高德地图 (Fangtian)
Security checks across static analysis, malware telemetry, and agentic risk
Overview
This appears to be a straightforward AMap API helper, but users should note that it uses an AMap API key, sends location queries to AMap, and references a local CLI executable not included in the artifacts.
Before installing, make sure any `amap` executable you copy into your PATH comes from a trusted source, configure a restricted AMap Web Service API key, and remember that addresses, coordinates, routes, taxi links, or trip plans you ask about will be sent to AMap.
Static analysis
No static analysis findings were reported for this release.
VirusTotal
VirusTotal findings are pending for this skill version.
Risk analysis
Artifact-based informational review of SKILL.md, metadata, install specs, static scan signals, and capability signals.
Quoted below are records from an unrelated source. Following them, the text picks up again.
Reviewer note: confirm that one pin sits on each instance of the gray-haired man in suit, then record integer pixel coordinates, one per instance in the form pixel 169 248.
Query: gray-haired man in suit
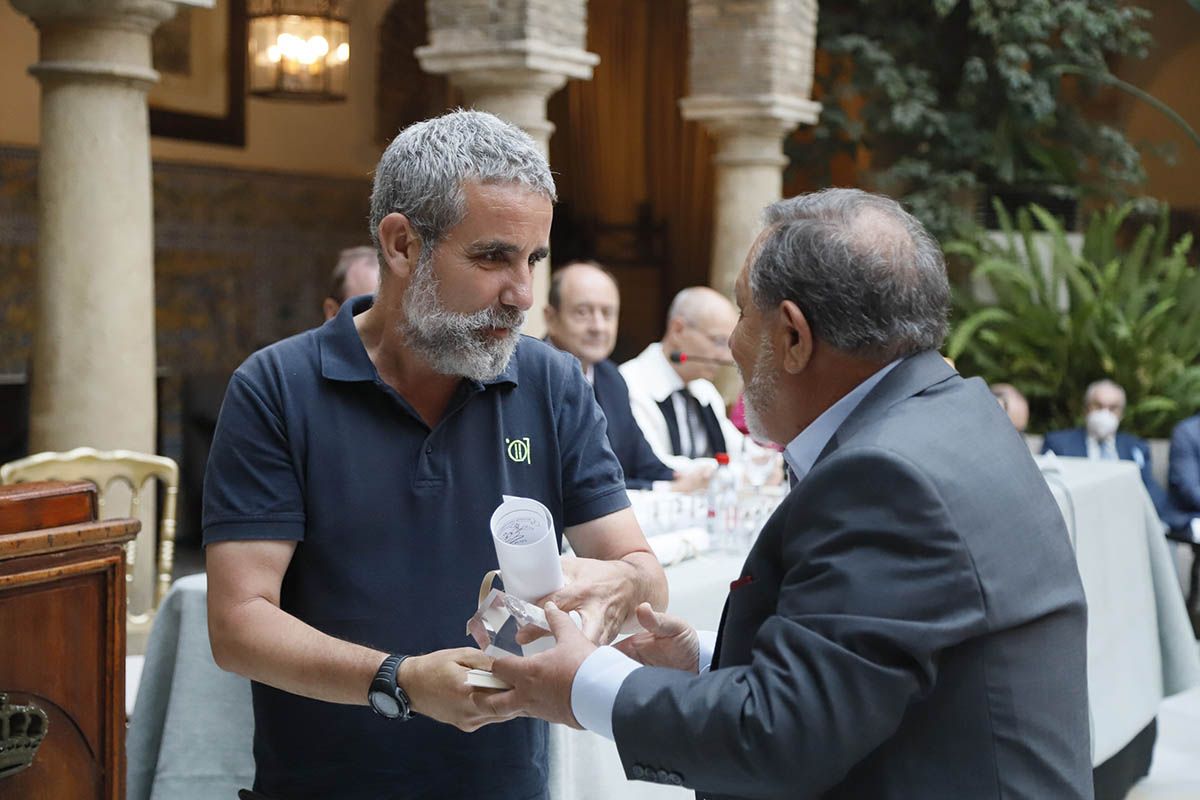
pixel 910 623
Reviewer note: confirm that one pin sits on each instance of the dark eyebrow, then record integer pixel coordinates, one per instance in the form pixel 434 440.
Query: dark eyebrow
pixel 492 246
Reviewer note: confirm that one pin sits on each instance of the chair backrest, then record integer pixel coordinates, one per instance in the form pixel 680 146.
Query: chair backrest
pixel 106 468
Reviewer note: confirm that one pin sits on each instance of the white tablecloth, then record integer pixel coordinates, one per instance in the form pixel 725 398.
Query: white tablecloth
pixel 191 732
pixel 1140 645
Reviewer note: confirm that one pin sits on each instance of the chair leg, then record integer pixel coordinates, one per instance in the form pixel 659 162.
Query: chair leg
pixel 1194 583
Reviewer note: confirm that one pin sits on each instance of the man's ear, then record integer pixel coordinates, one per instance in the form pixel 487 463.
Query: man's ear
pixel 400 245
pixel 797 335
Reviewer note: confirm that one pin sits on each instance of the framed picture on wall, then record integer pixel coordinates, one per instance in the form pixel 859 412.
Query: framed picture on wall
pixel 201 58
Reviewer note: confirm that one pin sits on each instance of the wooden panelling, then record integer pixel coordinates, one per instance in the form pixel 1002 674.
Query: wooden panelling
pixel 63 649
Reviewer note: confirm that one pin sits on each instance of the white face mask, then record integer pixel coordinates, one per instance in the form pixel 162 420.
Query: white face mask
pixel 1102 423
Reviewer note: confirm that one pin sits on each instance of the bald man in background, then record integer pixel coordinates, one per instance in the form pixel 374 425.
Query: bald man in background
pixel 357 272
pixel 675 402
pixel 582 313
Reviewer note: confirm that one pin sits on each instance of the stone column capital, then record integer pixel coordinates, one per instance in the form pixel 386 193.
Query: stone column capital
pixel 521 60
pixel 99 41
pixel 749 130
pixel 141 16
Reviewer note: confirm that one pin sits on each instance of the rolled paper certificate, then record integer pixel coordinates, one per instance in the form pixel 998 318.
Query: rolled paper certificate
pixel 527 549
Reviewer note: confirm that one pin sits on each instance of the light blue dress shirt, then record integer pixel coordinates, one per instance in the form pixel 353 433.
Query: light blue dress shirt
pixel 599 678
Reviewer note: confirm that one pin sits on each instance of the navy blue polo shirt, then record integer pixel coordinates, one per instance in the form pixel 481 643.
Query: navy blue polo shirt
pixel 391 519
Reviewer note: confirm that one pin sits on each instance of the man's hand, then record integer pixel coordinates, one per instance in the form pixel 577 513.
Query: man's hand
pixel 605 594
pixel 436 685
pixel 541 684
pixel 667 642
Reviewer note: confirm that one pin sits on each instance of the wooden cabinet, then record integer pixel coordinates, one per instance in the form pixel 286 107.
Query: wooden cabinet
pixel 63 637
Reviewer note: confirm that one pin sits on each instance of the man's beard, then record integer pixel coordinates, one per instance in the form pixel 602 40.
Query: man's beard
pixel 453 343
pixel 760 391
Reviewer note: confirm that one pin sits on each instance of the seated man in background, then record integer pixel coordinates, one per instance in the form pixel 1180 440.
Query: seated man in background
pixel 1104 403
pixel 581 318
pixel 357 274
pixel 671 383
pixel 1014 404
pixel 1183 475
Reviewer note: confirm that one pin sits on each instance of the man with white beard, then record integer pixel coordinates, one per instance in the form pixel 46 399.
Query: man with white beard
pixel 354 470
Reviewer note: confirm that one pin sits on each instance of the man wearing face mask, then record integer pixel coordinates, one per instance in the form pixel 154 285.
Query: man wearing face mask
pixel 1104 403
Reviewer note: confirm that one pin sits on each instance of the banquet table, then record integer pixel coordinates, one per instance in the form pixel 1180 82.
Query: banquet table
pixel 191 732
pixel 1140 643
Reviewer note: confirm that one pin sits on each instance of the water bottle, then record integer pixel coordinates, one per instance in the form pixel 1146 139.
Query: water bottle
pixel 723 506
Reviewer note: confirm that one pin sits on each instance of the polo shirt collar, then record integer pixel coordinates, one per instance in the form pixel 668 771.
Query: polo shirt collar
pixel 343 356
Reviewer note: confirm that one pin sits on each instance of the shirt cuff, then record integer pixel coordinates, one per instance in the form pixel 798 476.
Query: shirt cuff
pixel 595 686
pixel 707 649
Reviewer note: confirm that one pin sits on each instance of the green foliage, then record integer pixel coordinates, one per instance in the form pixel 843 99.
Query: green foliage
pixel 951 95
pixel 1122 308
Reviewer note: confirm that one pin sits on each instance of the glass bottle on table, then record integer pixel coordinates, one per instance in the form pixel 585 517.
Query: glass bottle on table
pixel 723 506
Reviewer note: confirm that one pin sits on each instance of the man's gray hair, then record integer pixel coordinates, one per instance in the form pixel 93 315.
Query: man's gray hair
pixel 423 170
pixel 1104 383
pixel 867 275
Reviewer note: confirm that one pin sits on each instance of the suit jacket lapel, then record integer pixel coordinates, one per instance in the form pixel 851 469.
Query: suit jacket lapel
pixel 911 377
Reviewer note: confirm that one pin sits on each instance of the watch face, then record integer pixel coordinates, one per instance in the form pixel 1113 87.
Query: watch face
pixel 385 704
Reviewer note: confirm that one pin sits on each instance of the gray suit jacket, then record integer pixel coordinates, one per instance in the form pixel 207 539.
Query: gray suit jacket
pixel 909 625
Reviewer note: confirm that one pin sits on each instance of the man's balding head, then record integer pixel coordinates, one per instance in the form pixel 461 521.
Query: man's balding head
pixel 700 322
pixel 582 311
pixel 869 278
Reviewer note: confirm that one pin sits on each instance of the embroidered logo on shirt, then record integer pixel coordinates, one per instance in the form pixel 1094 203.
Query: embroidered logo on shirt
pixel 519 450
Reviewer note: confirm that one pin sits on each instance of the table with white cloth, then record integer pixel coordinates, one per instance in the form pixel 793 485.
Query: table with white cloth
pixel 192 727
pixel 1140 643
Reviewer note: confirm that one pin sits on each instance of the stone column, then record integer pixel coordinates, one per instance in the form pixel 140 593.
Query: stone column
pixel 751 72
pixel 94 348
pixel 508 60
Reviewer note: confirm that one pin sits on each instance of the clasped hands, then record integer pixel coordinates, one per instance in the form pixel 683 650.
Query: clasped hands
pixel 605 595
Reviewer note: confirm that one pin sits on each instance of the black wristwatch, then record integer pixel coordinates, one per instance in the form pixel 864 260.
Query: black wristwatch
pixel 385 696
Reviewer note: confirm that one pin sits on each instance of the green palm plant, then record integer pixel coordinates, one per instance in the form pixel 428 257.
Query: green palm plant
pixel 1121 308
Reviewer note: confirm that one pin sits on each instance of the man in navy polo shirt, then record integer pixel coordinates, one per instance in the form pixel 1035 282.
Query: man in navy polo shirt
pixel 354 470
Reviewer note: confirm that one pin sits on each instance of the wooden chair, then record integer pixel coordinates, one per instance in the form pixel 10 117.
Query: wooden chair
pixel 106 468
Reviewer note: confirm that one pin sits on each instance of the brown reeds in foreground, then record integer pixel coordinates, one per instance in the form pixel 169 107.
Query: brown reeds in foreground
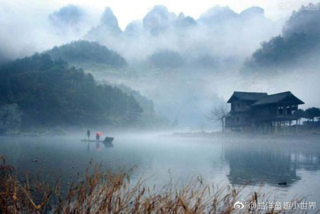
pixel 106 192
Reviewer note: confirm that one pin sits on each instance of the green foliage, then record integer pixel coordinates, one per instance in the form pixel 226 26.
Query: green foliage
pixel 50 93
pixel 87 52
pixel 10 118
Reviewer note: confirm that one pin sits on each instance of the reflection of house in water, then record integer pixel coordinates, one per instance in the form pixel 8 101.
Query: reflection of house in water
pixel 260 165
pixel 261 112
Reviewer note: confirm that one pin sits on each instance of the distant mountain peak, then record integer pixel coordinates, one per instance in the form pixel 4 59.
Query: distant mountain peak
pixel 134 28
pixel 252 12
pixel 108 18
pixel 158 19
pixel 218 14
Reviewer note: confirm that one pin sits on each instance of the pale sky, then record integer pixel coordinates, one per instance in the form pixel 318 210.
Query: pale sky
pixel 129 10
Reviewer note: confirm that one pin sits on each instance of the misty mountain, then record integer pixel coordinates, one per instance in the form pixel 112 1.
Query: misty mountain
pixel 49 93
pixel 158 20
pixel 297 47
pixel 134 29
pixel 107 28
pixel 85 52
pixel 69 15
pixel 252 13
pixel 217 15
pixel 166 59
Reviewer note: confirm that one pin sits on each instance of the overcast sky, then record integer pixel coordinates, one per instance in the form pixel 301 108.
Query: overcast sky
pixel 128 10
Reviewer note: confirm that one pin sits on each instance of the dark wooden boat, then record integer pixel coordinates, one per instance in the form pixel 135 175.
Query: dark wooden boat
pixel 106 140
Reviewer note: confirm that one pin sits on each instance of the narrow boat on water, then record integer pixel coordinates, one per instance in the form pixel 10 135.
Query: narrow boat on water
pixel 106 140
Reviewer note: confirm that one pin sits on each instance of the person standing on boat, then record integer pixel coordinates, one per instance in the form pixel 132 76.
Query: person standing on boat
pixel 98 135
pixel 88 133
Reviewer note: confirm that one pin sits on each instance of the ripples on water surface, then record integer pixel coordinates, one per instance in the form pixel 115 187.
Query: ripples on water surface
pixel 253 161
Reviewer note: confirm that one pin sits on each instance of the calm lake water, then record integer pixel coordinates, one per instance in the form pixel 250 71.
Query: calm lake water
pixel 259 163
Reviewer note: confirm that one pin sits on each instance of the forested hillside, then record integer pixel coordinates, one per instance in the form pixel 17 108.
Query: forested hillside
pixel 87 52
pixel 50 93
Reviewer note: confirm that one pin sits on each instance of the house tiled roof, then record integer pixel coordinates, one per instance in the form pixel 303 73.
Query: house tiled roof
pixel 275 98
pixel 247 96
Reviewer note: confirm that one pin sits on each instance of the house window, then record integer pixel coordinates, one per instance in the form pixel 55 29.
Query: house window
pixel 280 110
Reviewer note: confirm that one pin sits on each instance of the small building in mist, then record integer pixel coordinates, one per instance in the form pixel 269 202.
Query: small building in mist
pixel 260 112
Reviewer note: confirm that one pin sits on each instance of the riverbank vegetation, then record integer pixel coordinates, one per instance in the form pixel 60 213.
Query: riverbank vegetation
pixel 107 192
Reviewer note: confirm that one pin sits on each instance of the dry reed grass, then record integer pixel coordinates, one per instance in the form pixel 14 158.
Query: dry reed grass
pixel 107 192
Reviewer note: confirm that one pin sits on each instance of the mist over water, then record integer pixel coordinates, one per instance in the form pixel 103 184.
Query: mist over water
pixel 255 162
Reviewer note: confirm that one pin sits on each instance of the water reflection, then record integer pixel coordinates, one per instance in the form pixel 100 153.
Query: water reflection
pixel 270 164
pixel 99 145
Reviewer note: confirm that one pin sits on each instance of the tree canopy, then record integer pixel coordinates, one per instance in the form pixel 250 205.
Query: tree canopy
pixel 51 93
pixel 87 52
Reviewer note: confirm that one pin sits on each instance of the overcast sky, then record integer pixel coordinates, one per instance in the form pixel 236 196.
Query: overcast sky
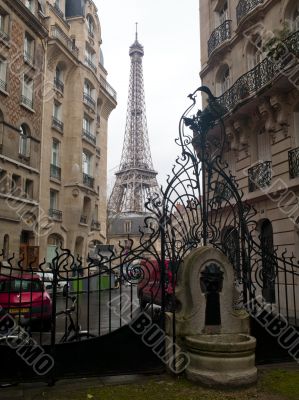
pixel 169 32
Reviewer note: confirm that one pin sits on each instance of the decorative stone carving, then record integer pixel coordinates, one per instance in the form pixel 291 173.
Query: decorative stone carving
pixel 212 336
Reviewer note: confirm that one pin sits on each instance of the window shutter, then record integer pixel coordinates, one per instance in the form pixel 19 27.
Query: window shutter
pixel 28 144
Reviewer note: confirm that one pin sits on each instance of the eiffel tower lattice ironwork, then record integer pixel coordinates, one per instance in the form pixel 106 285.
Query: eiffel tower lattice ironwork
pixel 136 178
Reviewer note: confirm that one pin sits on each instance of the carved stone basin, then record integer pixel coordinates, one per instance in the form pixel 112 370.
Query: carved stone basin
pixel 221 359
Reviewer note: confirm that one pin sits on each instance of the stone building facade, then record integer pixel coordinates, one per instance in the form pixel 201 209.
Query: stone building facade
pixel 23 37
pixel 260 98
pixel 59 123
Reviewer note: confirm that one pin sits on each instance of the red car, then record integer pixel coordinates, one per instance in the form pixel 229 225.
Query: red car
pixel 149 288
pixel 25 298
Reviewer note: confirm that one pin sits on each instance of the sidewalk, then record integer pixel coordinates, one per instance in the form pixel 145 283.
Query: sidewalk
pixel 155 387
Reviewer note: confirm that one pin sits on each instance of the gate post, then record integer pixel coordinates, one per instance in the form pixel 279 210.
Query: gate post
pixel 216 339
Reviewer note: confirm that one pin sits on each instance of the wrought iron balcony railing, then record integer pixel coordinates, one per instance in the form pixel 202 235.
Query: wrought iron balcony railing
pixel 108 87
pixel 245 6
pixel 57 124
pixel 57 33
pixel 3 85
pixel 83 219
pixel 55 214
pixel 259 176
pixel 88 180
pixel 222 192
pixel 59 84
pixel 55 172
pixel 219 35
pixel 89 100
pixel 27 102
pixel 4 35
pixel 89 136
pixel 90 64
pixel 261 75
pixel 294 163
pixel 95 225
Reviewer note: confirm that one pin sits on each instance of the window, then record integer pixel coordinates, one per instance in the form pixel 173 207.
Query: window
pixel 128 226
pixel 29 188
pixel 55 153
pixel 27 92
pixel 28 48
pixel 3 73
pixel 24 142
pixel 223 13
pixel 90 58
pixel 53 199
pixel 87 163
pixel 4 25
pixel 58 79
pixel 223 80
pixel 57 110
pixel 30 5
pixel 87 125
pixel 90 24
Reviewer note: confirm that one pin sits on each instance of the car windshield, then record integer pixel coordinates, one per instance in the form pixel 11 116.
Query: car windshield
pixel 20 285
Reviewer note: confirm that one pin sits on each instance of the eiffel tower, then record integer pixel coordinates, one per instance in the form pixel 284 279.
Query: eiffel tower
pixel 136 178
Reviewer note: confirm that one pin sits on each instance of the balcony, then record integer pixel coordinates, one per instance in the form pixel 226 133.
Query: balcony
pixel 57 33
pixel 222 192
pixel 259 176
pixel 261 75
pixel 55 172
pixel 55 214
pixel 219 36
pixel 83 219
pixel 108 87
pixel 59 85
pixel 3 85
pixel 57 124
pixel 88 180
pixel 95 225
pixel 27 102
pixel 90 64
pixel 244 7
pixel 89 101
pixel 294 163
pixel 89 136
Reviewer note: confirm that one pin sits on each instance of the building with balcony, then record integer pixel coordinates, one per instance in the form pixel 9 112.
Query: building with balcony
pixel 54 110
pixel 73 188
pixel 249 55
pixel 23 33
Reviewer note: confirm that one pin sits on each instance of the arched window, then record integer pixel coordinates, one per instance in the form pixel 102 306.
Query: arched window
pixel 268 261
pixel 24 141
pixel 6 247
pixel 90 24
pixel 222 80
pixel 254 52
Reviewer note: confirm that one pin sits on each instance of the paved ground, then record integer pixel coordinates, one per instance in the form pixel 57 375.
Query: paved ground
pixel 94 313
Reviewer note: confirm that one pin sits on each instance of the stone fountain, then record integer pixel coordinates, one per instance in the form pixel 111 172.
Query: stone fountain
pixel 208 328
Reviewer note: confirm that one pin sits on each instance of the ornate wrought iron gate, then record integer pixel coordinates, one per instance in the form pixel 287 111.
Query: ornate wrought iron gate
pixel 121 296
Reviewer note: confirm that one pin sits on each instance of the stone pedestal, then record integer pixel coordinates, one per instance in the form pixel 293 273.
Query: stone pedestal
pixel 214 336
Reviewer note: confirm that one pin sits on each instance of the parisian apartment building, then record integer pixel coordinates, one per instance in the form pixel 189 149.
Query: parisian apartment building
pixel 258 93
pixel 55 102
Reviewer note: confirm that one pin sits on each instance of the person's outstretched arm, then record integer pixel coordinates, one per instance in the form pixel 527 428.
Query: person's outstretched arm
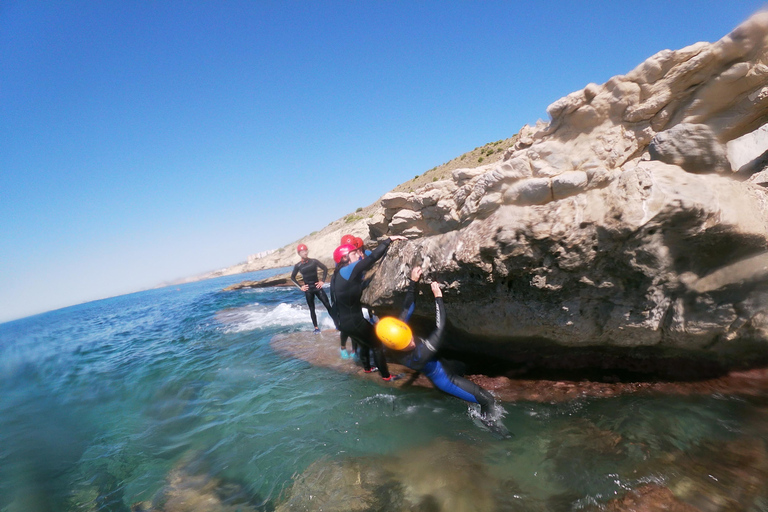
pixel 325 271
pixel 294 273
pixel 410 295
pixel 366 263
pixel 435 339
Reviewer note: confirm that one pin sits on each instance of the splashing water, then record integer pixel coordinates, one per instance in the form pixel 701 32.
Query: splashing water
pixel 175 394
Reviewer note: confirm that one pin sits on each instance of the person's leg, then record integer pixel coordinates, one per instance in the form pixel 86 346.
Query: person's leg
pixel 343 349
pixel 375 345
pixel 459 386
pixel 324 299
pixel 311 303
pixel 365 359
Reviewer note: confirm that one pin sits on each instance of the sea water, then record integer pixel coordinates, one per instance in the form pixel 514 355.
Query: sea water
pixel 106 404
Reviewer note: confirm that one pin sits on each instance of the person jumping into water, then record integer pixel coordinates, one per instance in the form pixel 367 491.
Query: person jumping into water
pixel 312 286
pixel 420 354
pixel 346 290
pixel 363 252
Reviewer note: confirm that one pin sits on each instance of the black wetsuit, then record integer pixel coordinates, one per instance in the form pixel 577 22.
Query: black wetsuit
pixel 424 358
pixel 346 289
pixel 308 270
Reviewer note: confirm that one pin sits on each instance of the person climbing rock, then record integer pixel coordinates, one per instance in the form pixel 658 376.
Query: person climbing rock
pixel 367 313
pixel 346 291
pixel 312 286
pixel 421 354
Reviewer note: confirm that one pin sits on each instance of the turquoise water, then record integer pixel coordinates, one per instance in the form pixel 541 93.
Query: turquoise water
pixel 105 405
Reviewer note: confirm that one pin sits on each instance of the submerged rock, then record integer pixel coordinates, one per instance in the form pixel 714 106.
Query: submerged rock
pixel 191 488
pixel 508 386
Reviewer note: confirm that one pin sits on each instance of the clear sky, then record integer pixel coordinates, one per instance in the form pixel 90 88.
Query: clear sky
pixel 146 141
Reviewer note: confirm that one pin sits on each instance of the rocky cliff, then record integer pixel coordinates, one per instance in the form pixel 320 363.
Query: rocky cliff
pixel 621 226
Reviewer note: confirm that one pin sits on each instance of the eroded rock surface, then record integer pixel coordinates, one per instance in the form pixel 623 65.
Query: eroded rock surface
pixel 615 224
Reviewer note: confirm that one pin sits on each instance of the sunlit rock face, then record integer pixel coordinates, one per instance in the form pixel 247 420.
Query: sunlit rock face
pixel 621 223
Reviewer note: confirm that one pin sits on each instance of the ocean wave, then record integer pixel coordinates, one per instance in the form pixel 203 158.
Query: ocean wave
pixel 258 316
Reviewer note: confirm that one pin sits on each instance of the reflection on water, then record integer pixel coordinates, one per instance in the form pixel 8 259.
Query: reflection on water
pixel 174 400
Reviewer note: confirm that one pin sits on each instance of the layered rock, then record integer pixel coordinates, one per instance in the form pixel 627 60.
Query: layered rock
pixel 608 226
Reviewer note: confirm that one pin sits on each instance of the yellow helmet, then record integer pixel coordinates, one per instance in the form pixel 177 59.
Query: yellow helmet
pixel 394 333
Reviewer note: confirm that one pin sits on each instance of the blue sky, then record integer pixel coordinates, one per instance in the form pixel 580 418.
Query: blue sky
pixel 146 141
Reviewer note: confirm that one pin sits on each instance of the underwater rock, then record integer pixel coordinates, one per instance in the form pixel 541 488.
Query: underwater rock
pixel 444 476
pixel 510 386
pixel 191 488
pixel 648 498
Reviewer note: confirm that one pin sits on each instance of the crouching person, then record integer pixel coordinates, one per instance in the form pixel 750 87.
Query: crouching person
pixel 420 354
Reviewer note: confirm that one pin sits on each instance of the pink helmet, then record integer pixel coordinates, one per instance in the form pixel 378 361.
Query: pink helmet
pixel 342 251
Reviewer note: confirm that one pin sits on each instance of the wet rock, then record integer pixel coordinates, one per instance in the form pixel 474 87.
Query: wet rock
pixel 648 498
pixel 444 476
pixel 722 476
pixel 519 382
pixel 597 246
pixel 190 488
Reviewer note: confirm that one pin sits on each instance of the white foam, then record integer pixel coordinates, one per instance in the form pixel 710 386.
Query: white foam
pixel 257 316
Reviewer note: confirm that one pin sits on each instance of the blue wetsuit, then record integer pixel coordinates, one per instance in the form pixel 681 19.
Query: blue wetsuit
pixel 424 358
pixel 347 286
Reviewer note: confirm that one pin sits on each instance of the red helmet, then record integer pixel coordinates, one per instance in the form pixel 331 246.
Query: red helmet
pixel 342 251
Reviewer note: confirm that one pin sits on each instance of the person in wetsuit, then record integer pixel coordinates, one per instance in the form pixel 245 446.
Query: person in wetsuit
pixel 420 354
pixel 363 253
pixel 312 286
pixel 346 290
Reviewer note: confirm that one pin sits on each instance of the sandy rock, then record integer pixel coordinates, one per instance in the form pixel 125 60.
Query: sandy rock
pixel 568 184
pixel 693 147
pixel 528 192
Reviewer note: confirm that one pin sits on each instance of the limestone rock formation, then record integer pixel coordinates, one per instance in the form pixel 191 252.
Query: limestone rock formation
pixel 613 224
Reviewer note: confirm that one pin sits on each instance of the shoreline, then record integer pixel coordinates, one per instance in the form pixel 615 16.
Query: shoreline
pixel 323 350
ClawScan does not execute the skill or run runtime probes.
Queries made by the skill may consume the user's API quota and are associated with their AMap API key.
The skill requires an AMap Web Service API key. This is expected for AMap API calls, but it gives the tool quota-bearing access under the user's AMap developer account.
export AMAP_API_KEY="your-api-key" ... API Key 需要 Web服务 权限
Use a restricted AMap Web Service key, set quota limits if possible, and rotate the key if it is exposed.
AMap may receive addresses, coordinates, routes, or trip details included in user requests.
The skill is designed to send map, weather, search, geocoding, routing, taxi, and trip requests to the external AMap REST API. This is disclosed and purpose-aligned, but the submitted locations or itineraries can be sensitive.
直接调用高德 REST API,返回完整 JSON 响应
Avoid submitting highly sensitive home, work, or itinerary details unless needed, and review AMap's privacy and API usage terms.
If the user obtains or already has an `amap` executable from an untrusted source, the agent could run that local program when using the skill.
The skill documents installing an `amap` executable, but the provided manifest contains only SKILL.md and no executable or install specification. The executable provenance is therefore not evidenced by the supplied artifacts.
cp amap ~/.local/bin/; chmod +x ~/.local/bin/amap
Only install an `amap` executable from a trusted, reviewed source, and prefer a package that includes its executable and dependency metadata in the reviewed artifacts.